Pocket Neighborhoods grew out of the work of Ross Chapin and his colleagues, but the idea is beyond any one person or style. It is pattern of housing that fosters a strong sense of community among nearby neighbors, while preserving their need for privacy. Examples can be found across the spectrum, from small towns, to suburbs to urban areas.
Join us in person or via Zoom for a discussion of the history of pocket neighborhoods, their applicability to today's housing crisis, and the intersection of pocket neighborhoods and 15-minute neighborhoods.
About the Author
Ross Chapin, FAIA, is an architect, neighborhood planner, and author based on Whidbey Island, north of Seattle, Washington.

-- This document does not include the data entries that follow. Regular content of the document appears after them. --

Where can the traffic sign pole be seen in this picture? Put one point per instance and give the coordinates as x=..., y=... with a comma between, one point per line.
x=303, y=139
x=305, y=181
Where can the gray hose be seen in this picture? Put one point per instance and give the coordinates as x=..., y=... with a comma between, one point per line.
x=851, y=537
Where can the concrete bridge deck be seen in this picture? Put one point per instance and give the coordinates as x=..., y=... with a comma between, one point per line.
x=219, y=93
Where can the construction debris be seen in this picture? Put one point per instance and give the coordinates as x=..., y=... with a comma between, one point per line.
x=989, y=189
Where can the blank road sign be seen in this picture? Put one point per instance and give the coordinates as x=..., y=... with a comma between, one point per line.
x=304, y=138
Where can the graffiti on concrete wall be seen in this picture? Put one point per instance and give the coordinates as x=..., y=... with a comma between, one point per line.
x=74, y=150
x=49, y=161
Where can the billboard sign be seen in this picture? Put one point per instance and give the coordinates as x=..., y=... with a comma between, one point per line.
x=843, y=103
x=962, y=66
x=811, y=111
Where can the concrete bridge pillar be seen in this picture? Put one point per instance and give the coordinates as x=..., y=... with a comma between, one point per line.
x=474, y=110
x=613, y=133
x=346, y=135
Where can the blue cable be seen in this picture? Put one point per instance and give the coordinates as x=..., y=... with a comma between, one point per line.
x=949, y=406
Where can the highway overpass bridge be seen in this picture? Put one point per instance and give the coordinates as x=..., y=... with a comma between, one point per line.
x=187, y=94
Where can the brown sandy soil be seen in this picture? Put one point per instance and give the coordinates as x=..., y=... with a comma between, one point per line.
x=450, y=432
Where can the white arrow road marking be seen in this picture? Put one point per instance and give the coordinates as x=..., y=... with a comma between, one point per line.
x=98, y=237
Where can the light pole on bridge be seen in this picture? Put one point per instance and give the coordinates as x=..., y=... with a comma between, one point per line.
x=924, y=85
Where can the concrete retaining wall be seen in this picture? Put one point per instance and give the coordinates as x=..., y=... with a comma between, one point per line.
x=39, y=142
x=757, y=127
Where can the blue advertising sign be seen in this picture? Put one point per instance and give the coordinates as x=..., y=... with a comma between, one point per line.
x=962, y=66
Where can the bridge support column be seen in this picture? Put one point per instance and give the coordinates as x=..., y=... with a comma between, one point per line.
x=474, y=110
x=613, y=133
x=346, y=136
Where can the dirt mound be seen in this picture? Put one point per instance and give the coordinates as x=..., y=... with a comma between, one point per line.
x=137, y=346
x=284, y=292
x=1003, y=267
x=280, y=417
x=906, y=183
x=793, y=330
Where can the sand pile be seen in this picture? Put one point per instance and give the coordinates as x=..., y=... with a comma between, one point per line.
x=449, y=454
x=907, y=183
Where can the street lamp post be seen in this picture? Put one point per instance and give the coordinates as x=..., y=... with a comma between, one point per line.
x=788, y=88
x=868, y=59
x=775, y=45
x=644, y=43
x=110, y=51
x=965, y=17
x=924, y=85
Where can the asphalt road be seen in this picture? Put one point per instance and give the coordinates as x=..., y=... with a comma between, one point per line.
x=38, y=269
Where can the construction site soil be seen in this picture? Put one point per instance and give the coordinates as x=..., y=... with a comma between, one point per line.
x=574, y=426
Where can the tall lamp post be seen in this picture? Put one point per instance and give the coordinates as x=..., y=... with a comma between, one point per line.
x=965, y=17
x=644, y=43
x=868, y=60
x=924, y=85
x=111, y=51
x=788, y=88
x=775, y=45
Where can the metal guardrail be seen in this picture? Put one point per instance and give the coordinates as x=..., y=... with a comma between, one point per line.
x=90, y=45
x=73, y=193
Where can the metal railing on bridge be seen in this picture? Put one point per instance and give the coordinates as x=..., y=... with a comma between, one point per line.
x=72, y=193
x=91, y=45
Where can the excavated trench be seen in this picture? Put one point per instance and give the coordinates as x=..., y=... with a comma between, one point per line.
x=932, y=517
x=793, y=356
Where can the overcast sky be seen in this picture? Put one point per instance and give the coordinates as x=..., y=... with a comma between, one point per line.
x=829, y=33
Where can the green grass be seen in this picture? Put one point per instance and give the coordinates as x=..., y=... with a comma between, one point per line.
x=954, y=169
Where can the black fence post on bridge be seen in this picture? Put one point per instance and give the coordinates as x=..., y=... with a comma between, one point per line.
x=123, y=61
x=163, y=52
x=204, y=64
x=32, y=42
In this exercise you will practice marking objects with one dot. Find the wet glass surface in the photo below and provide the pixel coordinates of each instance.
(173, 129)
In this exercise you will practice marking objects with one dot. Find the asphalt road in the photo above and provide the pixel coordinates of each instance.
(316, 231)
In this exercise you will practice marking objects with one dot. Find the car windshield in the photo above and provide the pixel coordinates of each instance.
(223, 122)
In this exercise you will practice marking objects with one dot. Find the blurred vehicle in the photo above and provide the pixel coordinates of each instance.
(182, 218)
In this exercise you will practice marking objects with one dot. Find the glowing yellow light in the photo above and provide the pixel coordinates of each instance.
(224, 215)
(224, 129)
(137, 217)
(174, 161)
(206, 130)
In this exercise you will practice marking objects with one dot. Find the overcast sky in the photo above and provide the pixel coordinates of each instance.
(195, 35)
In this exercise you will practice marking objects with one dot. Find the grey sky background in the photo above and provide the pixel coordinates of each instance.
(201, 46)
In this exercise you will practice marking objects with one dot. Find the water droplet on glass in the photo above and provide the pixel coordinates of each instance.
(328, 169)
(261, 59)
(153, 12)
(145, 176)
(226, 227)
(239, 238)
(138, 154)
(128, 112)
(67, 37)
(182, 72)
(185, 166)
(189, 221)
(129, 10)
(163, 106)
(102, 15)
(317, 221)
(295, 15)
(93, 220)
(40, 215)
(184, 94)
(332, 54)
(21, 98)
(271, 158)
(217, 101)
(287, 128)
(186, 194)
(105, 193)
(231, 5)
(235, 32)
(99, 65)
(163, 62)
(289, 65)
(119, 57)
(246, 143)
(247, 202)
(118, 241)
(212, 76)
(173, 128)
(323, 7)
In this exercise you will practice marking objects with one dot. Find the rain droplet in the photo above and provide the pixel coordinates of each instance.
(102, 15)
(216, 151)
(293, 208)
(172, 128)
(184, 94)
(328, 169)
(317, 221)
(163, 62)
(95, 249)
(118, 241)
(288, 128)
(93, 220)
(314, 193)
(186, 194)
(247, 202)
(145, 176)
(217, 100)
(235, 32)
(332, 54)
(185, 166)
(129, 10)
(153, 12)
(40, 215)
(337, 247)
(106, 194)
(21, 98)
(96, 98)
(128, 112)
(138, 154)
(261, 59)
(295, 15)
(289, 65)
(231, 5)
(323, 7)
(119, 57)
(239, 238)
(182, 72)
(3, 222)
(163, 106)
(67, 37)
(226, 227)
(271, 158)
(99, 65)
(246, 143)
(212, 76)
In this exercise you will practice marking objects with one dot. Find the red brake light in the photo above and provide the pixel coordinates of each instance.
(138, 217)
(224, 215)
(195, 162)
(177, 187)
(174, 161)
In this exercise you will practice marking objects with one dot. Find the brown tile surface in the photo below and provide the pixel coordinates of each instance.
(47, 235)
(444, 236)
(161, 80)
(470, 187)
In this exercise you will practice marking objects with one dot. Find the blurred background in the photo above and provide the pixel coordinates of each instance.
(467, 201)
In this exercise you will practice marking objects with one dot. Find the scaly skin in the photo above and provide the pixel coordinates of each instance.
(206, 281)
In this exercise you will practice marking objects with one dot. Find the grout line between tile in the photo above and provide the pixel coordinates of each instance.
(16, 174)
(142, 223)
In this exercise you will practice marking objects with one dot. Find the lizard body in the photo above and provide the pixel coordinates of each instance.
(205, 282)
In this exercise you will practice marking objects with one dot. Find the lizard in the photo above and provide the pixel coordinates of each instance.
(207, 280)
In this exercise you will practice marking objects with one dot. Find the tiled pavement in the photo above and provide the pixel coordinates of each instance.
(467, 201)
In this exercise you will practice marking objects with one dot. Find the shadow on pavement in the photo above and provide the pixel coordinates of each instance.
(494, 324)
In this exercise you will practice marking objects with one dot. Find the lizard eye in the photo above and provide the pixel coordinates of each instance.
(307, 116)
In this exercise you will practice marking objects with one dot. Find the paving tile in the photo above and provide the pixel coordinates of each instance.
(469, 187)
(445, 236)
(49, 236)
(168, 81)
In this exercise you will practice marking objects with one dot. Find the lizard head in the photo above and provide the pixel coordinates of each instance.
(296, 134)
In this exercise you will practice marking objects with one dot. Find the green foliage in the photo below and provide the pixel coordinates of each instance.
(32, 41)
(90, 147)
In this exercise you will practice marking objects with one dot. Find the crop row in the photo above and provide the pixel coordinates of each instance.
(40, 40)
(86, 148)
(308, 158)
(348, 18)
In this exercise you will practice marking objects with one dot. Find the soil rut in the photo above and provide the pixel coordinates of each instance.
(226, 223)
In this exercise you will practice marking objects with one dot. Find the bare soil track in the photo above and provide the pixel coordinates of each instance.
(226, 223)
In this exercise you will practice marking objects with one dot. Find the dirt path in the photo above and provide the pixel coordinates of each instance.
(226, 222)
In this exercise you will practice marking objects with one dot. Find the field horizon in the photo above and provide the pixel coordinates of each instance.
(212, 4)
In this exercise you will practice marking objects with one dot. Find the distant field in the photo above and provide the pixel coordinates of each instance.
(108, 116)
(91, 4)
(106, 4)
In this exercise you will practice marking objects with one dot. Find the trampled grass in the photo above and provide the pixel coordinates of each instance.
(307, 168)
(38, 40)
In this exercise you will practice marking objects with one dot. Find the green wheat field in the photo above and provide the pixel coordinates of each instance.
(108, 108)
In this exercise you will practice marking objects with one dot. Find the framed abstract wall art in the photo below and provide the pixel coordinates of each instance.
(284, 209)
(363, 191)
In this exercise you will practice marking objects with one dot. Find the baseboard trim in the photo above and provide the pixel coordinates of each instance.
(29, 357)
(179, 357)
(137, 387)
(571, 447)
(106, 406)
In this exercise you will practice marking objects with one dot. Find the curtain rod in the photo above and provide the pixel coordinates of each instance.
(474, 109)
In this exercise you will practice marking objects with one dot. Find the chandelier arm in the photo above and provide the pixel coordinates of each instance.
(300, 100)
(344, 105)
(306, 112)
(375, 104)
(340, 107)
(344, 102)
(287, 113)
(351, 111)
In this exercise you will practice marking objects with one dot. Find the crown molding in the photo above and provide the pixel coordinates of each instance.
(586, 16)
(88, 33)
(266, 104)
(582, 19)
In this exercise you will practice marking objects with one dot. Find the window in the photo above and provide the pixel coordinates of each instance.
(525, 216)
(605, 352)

In the mid-1990s, Ross responded to pressures for larger and more expensive homes by helping write a “cottage housing” zoning ordinance that incentivized smaller homes around a shared commons area.
He teamed up with Jim Soules, a developer known in Petaluma for Keller Court Commons, to demonstrate their viability. Their success seeded a nation-wide movement. Ross has been a development partner in seven “pocket neighborhood” projects in the Seattle region and has designed more than 150 communities across North America, many of which received international media coverage, professional peer review and national design awards. Ross wrote a book about this development type, Pocket Neighborhoods: Creating Small Scale Community in a Large Scale World, which continues to influence policy makers, developers, architects, community housing advocates, and homeowners.
With the dire affordable housing crisis, Ross is leaning into the issue, bringing his expertise to work with nonprofit groups to help create resilient communities. He is a founding member of Home On Whidbey, a Community Land Trust.